The Ups and Downs of Twitter’s Promoted Stickers

Posted on by Ben Hordell

Twitter photo stickers went live in midsummer and this month Twitter followed up with news of “promoted stickers,” lightly-branded overlays that users can slap onto their tweeted photos. Will they push the embattled social network over the line from red to black? Possibly, but it doesn’t look likely.

Pepsi Promoted Stickers
Twitter signed a deal with PepsiCo hoping to jumpstart stagnant subscribers and revenue.

Twitter created Promoted Stickers as a way to help brands connect with users beyond simple promoted tweets and video units. Each time a sticker is used, it triggers a hashtag in the tweet, making them searchable by the brand and linking them with other fans. Advertisers can then reach out through these visual hashtags with extended promotions, competitions or communications to further connect with users. In addition, brands can actually see what people are doing with their branded content, deepening the engagement.

Other companies have had signal success with stickers and Twitter is playing catch-up with Snapchat and Facebook, as well as Japanese company Line, which made $270 million last year from selling stickers to both users and brands.

Twitter does not charge users for stickers, and that’s a good thing, because one of the goals of adding stickers—promoted and otherwise—is to encourage more people to share photography and generally be more active on the platform. Twitter has a lot of users who scan through for news but don’t actively participate. For a social network, this can be a death sentence. No sharing = no growth, and without growth, Twitter is doomed to a slow—or possibly fast—unprofitable descent.

In addition, Twitter has seen some negative response from users who complain that the network should deliver on earlier promised upgrades—like letting users edit tweets and not counting pictures or other media toward users’ 140 characters—before adding copycat features they can find somewhere else.

Twitter’s ad platform pales in comparison to Facebook, which has more options for advertisers and also knows a lot more about its users. For Twitter, profitability is only going to come when advertisers can monetize an ad spend. Right now on Facebook or Google you can track your spend and determine your ROI. You can also do that on Twitter, but it’s much harder to make sure you get a positive return, and that’s what Twitter needs to happen for it to be a profitable platform.
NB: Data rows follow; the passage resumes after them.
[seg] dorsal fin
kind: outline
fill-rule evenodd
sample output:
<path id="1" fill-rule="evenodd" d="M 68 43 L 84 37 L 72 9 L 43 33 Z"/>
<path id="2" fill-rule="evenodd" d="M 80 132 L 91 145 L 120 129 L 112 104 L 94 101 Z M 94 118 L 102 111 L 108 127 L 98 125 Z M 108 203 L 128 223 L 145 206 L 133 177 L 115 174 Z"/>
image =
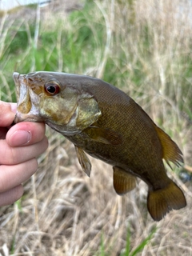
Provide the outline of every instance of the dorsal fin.
<path id="1" fill-rule="evenodd" d="M 161 128 L 158 127 L 156 125 L 154 125 L 154 128 L 162 146 L 162 158 L 169 166 L 169 161 L 170 161 L 177 166 L 179 166 L 180 162 L 183 162 L 183 158 L 182 153 L 178 145 Z"/>

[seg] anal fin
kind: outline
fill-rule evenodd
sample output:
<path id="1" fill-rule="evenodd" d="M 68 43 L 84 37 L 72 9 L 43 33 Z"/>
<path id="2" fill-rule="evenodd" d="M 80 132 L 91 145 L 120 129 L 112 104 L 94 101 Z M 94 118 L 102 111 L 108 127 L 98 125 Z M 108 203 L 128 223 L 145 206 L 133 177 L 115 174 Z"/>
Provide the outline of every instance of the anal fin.
<path id="1" fill-rule="evenodd" d="M 137 178 L 123 169 L 114 166 L 114 188 L 118 194 L 124 194 L 134 190 Z"/>
<path id="2" fill-rule="evenodd" d="M 91 163 L 90 162 L 90 159 L 81 147 L 74 146 L 74 148 L 82 170 L 86 174 L 87 176 L 90 177 L 91 170 Z"/>
<path id="3" fill-rule="evenodd" d="M 182 190 L 171 180 L 167 186 L 149 191 L 147 208 L 155 221 L 160 221 L 170 210 L 186 206 L 186 198 Z"/>

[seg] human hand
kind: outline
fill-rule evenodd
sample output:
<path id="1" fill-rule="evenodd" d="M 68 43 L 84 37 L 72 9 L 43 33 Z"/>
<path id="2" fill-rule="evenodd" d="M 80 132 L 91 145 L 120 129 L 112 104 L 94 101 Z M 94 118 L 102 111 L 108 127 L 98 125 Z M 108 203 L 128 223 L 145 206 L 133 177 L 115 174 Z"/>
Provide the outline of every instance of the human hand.
<path id="1" fill-rule="evenodd" d="M 36 158 L 48 146 L 44 123 L 23 122 L 10 127 L 15 112 L 15 103 L 0 101 L 0 206 L 22 197 L 22 183 L 35 173 Z"/>

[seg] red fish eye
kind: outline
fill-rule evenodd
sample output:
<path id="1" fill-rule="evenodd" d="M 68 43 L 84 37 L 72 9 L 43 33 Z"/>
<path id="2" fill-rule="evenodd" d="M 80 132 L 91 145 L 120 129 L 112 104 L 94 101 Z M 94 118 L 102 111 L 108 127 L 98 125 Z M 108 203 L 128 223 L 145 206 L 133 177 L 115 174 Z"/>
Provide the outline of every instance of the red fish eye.
<path id="1" fill-rule="evenodd" d="M 60 91 L 59 86 L 57 83 L 53 82 L 47 82 L 44 87 L 45 87 L 46 92 L 51 95 L 58 94 Z"/>

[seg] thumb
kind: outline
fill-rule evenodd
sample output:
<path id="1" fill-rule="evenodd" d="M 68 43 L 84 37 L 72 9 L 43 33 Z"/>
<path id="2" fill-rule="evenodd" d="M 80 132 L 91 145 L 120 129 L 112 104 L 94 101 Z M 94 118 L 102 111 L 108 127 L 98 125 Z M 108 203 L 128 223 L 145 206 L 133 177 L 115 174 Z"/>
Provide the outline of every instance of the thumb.
<path id="1" fill-rule="evenodd" d="M 0 126 L 6 127 L 14 121 L 17 109 L 16 103 L 0 101 Z"/>

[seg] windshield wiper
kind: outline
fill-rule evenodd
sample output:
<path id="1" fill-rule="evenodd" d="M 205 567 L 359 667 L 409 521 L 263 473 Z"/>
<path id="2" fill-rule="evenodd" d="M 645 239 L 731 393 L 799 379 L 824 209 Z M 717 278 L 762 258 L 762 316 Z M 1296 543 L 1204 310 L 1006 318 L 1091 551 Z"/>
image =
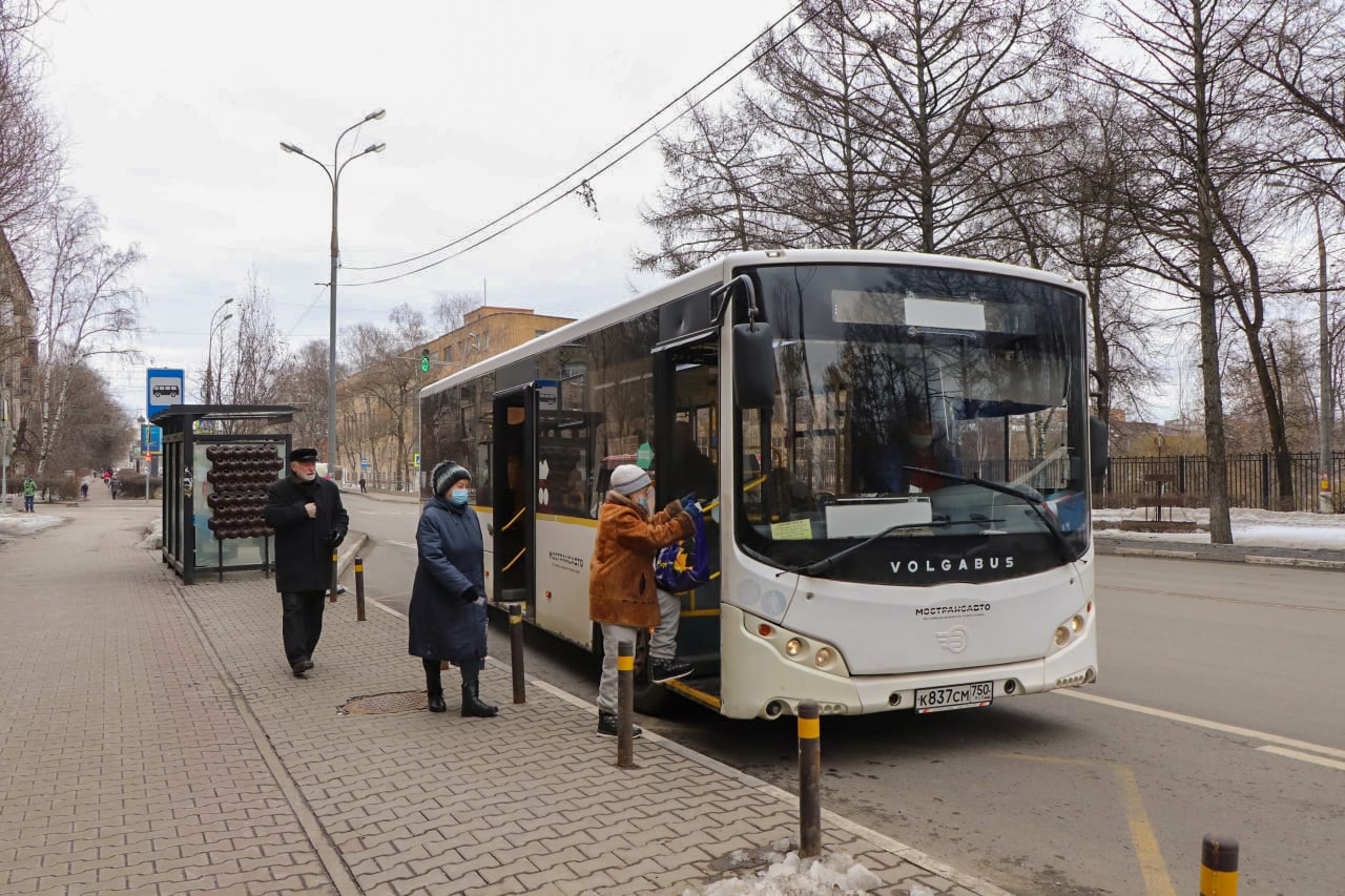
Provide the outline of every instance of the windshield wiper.
<path id="1" fill-rule="evenodd" d="M 989 488 L 990 491 L 998 491 L 1001 495 L 1009 495 L 1010 498 L 1018 498 L 1020 500 L 1026 502 L 1026 505 L 1032 507 L 1038 517 L 1041 517 L 1041 522 L 1046 527 L 1046 530 L 1050 531 L 1052 541 L 1056 544 L 1056 548 L 1060 549 L 1060 558 L 1064 560 L 1067 564 L 1075 561 L 1075 558 L 1071 556 L 1069 542 L 1065 541 L 1065 533 L 1060 531 L 1060 526 L 1056 525 L 1056 518 L 1048 514 L 1045 510 L 1042 510 L 1041 507 L 1042 502 L 1038 494 L 1036 492 L 1029 494 L 1026 491 L 1015 488 L 1014 486 L 1006 486 L 1002 482 L 991 482 L 989 479 L 982 479 L 981 476 L 963 476 L 962 474 L 944 472 L 943 470 L 929 470 L 928 467 L 902 465 L 901 468 L 913 470 L 916 472 L 923 472 L 923 474 L 932 474 L 935 476 L 943 476 L 944 479 L 952 479 L 954 482 L 968 482 L 972 486 L 982 486 L 985 488 Z"/>
<path id="2" fill-rule="evenodd" d="M 846 557 L 849 557 L 854 552 L 859 550 L 865 545 L 872 545 L 873 542 L 878 541 L 884 535 L 889 535 L 889 534 L 897 531 L 898 529 L 942 529 L 943 526 L 966 526 L 968 522 L 971 522 L 971 521 L 967 521 L 967 519 L 958 519 L 958 521 L 952 521 L 952 519 L 933 519 L 933 521 L 927 522 L 927 523 L 897 523 L 896 526 L 888 526 L 882 531 L 880 531 L 877 534 L 873 534 L 873 535 L 869 535 L 863 541 L 857 542 L 854 545 L 850 545 L 849 548 L 842 548 L 841 550 L 835 552 L 834 554 L 827 554 L 822 560 L 814 560 L 811 564 L 803 564 L 802 566 L 791 566 L 788 569 L 781 569 L 780 572 L 777 572 L 775 574 L 775 577 L 779 578 L 780 576 L 783 576 L 787 572 L 799 572 L 799 573 L 803 573 L 804 576 L 820 576 L 822 573 L 830 572 L 831 569 L 834 569 L 838 562 L 841 562 L 842 560 L 845 560 Z"/>

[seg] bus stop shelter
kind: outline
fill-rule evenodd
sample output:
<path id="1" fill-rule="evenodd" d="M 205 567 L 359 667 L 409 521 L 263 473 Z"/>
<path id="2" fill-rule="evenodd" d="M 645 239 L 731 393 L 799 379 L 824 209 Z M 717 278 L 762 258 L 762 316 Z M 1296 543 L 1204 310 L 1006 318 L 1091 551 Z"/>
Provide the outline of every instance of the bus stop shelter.
<path id="1" fill-rule="evenodd" d="M 210 496 L 222 476 L 211 472 L 218 463 L 213 457 L 247 448 L 249 456 L 274 452 L 284 461 L 291 447 L 288 424 L 296 410 L 292 405 L 174 405 L 151 420 L 163 428 L 163 561 L 184 585 L 195 583 L 202 570 L 221 577 L 225 570 L 269 570 L 268 535 L 215 538 L 218 502 Z M 222 451 L 226 447 L 229 451 Z M 265 468 L 270 467 L 276 464 Z M 278 464 L 272 479 L 282 476 L 284 468 Z"/>

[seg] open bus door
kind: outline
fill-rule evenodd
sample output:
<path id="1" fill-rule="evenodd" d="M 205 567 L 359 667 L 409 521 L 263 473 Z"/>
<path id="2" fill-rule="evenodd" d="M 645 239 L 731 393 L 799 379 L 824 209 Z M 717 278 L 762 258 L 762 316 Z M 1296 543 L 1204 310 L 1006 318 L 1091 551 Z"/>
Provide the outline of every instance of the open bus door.
<path id="1" fill-rule="evenodd" d="M 720 340 L 717 334 L 655 352 L 654 366 L 654 482 L 658 506 L 690 491 L 709 507 L 720 484 Z M 710 545 L 710 569 L 720 569 L 720 523 L 716 511 L 705 514 Z M 648 662 L 636 657 L 636 701 L 640 712 L 654 713 L 677 690 L 713 709 L 720 704 L 720 578 L 675 595 L 681 601 L 677 658 L 694 666 L 689 678 L 652 685 Z M 648 650 L 648 640 L 640 647 Z M 646 657 L 647 659 L 647 657 Z"/>
<path id="2" fill-rule="evenodd" d="M 491 453 L 495 558 L 491 599 L 521 604 L 534 619 L 537 545 L 535 425 L 531 385 L 495 394 L 495 451 Z"/>

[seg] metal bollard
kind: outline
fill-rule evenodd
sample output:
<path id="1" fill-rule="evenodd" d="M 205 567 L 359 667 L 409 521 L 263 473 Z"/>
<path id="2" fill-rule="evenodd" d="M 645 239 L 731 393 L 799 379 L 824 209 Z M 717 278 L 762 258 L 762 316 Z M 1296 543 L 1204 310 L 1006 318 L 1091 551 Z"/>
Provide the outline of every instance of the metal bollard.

Twitter’s goal, beyond a quick infusion of bucks from deep-pocket brands like Pepsi, is to enlist advertisers to encourage people to use these stickers, and thereby promote more activity.

For big brands, Promoted Stickers can make sense as a top-of-funnel brand awareness tool. But there are only so many companies in a position to do that. And while it’s great for Twitter to get the surge of revenue from these big brands with big budgets, what Twitter needs in order to achieve profitability is to become a sought-out media platform across the board.

What’s the prescription? Make uploading sticker sets free for smaller companies. Right now, Promoted Stickers are limited to a few deep-pocket brands who have the bucks to toss at awareness marketing. If Twitter were to allow brands to upload stickers for free, the program would be open to a broader base of smaller brands, encouraging their fans to share content, which is exactly what Twitter wants.

Promoted Stickers can be a good step in the right direction for Twitter, but only if they make sure not to get stuck with too few partners.

Ben Hordell is founder of digital marketing and ad agency DXagency.